When the blinds were 10,000/20,000 with a 3,000 ante earlier in the 2012 Main Event, Merson was down to 50,000 chips, meaning he nearly had to settle for a $52,718 payday and an approximate 150th-place finish. On Day 7, he began in 12th place of 27 remaining entrants, but was the chip leader when the field was narrowed to 12 players. He finished the day third in chips out of nine. As a result, he was the leader in the 2012 WSOP Player of the Year race following the main Las Vegas set of events. However, following the 2012 World Series of Poker Europe, he trailed a few players such as Antonio Esfandiari and leader Phil Hellmuth, but remained the only player with a chance to overtake Hellmuth. In the early morning of October 30, Merson became one of three to go to the final day of the WSOP 2012 Main Event, alongside Jesse Sylvia and Jacob Balsiger. Merson held a large chip lead heading into the final day, with over 46 percent of chips in play among the final three. Merson prevailed as the WSOP 2012 Main Event champion (the first player to do so after having won another gold bracelet earlier in that WSOP since Chris Ferguson in 2000), defeating Jesse Sylvia in a heads-up battle. With this victory, Greg Merson ended up winning the 2012 WSOP Player of the Year.

World Series of Poker results
| Year | Cashes | Final Tables | Bracelets |
|---|---|---|---|
| 2009 | 1 | 0 | 0 |
| 2011 | 1 | 0 | 0 |
| 2012 | 4 | 2 | 2 |
| 2013 | 1 | 0 | 0 |
| 2014 | 3 | 0 | 0 |
| 2015 | 4 | 2 | 0 |
| 2016 | 2 | 0 | 0 |
| 2018 | 4 | 0 | 0 |

World Series of Poker bracelets
| Year | Tournament | Prize (US$) |
|---|---|---|
| 2012 | $10,000 No Limit Texas hold 'em - Six Handed | $1,136,197 |
| 2012 | $10,000 No Limit Hold'em Main Event | $8,531,853 |

==Other events==
Prior to his 2012 bracelet wins, his biggest payout in any tournament came when he owned a 5% stake in a player who succeeded at a PokerStars Caribbean Adventure, earning himself $75,000. Merson also has played online at both PokerStars and Full Tilt Poker under the name gregy20723. His best personal tournament result was a 2nd-place finish in the 1,564-person $200 + $15 July 25, 2010 PokerStars Sunday Second Chance event where he earned $40,664. As of August 2014, Merson's live tournament winnings exceed $10,900,000.

==Personal==
Merson started playing poker with neighborhood friends in 2003. He attended the University of Maryland for two and a half semesters before dropping out to play poker.
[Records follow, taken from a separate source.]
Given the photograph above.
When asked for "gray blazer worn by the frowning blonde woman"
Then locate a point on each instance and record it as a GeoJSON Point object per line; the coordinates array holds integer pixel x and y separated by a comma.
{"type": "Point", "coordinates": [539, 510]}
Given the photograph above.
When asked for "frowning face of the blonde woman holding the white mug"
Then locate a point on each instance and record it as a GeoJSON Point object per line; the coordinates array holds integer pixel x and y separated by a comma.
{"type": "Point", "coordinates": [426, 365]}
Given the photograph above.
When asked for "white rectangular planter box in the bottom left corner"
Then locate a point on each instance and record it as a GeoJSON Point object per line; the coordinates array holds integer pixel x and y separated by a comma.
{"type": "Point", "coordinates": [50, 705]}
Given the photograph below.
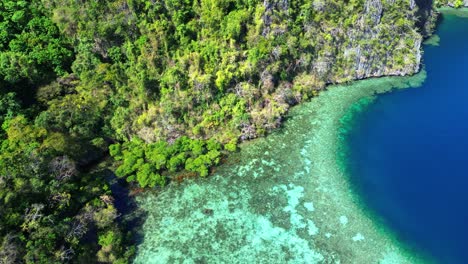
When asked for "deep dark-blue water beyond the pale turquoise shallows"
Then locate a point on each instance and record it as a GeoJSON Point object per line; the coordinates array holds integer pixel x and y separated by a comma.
{"type": "Point", "coordinates": [409, 152]}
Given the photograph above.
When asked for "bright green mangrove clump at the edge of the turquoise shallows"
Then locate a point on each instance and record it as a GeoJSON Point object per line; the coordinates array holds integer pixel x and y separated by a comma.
{"type": "Point", "coordinates": [145, 163]}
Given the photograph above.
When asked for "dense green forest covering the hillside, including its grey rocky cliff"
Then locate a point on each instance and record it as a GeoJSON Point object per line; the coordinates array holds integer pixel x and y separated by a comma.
{"type": "Point", "coordinates": [161, 90]}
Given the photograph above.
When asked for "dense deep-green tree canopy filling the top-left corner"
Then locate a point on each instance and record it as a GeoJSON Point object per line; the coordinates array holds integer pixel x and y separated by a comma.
{"type": "Point", "coordinates": [31, 47]}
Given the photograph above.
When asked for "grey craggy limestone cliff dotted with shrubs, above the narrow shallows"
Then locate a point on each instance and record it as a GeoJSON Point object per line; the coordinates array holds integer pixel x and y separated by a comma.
{"type": "Point", "coordinates": [374, 46]}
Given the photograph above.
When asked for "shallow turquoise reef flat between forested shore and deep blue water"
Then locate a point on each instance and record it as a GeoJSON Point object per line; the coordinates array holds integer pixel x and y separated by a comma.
{"type": "Point", "coordinates": [285, 198]}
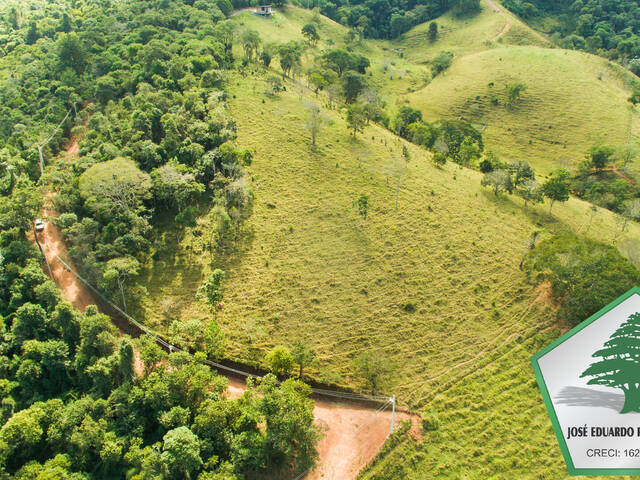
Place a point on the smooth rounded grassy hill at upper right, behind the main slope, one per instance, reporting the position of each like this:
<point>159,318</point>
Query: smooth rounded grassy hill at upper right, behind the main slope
<point>573,101</point>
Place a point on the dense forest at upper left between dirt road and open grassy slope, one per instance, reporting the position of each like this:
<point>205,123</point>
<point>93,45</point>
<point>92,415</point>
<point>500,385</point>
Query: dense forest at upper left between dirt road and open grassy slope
<point>156,135</point>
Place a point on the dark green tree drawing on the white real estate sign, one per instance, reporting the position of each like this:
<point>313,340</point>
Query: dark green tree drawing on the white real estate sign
<point>619,366</point>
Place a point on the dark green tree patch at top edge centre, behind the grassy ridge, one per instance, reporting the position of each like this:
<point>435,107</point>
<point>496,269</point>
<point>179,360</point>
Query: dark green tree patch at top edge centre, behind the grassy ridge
<point>391,18</point>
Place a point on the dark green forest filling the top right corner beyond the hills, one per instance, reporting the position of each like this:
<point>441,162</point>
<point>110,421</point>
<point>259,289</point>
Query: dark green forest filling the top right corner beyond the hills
<point>607,28</point>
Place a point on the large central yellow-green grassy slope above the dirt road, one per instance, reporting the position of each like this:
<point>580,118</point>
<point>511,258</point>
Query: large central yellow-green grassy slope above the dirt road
<point>434,285</point>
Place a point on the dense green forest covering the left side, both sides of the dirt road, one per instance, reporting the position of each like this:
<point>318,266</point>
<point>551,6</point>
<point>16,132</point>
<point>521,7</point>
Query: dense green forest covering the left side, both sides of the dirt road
<point>142,84</point>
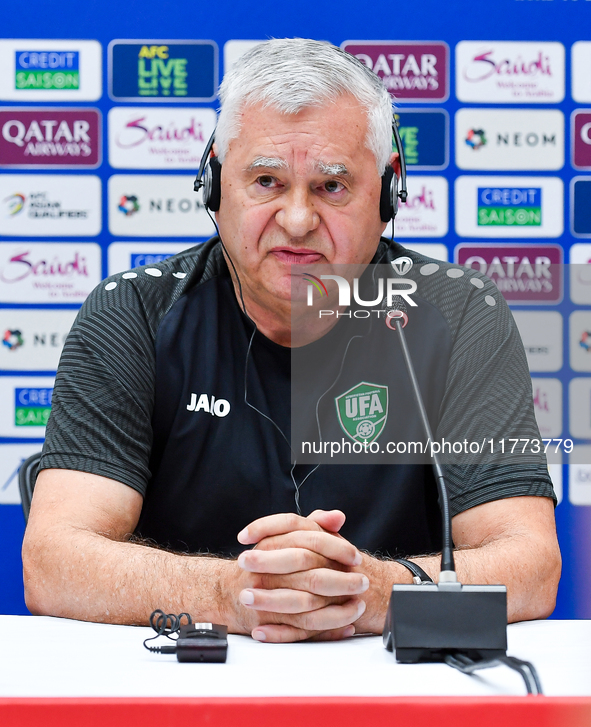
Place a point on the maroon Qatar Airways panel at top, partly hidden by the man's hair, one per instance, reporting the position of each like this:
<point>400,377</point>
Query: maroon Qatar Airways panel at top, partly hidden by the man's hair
<point>411,71</point>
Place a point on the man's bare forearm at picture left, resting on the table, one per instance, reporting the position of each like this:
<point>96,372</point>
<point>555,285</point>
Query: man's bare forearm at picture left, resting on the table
<point>86,576</point>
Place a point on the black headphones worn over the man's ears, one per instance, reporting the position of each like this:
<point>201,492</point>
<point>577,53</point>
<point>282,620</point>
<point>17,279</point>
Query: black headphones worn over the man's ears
<point>210,173</point>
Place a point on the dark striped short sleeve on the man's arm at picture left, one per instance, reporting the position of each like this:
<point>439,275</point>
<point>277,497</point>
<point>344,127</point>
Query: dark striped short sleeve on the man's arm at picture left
<point>104,391</point>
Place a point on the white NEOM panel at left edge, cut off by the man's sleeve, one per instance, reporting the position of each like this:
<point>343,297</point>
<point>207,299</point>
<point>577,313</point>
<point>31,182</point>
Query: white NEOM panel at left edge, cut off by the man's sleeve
<point>32,340</point>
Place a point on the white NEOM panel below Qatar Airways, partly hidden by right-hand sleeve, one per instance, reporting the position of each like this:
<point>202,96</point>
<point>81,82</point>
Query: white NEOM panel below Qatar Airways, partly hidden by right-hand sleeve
<point>541,333</point>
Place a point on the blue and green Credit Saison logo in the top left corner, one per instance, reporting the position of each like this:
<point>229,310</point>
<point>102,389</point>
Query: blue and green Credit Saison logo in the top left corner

At first, he was not successful, so he attended community college. He eventually tried again and became a successful short-handed cash game specialist. He resided in Laurel, Maryland until Black Friday, when he established residence in Toronto. He also briefly lived in Atlantic City, New Jersey. His mother's name is Donna and he has a brother.

Merson overcame both marijuana and cocaine addictions before winning the World Series of Poker.
He told author Paul Stenning, "When I was 17 I became addicted to drugs. I lost nearly 30 pounds in five months using cocaine during my freshman year of college." Merson checked himself into rehab on August 8, 2007. He was sober for three and a half years, but began using again after this. According to Merson he finally became sober for good on December 10, 2011.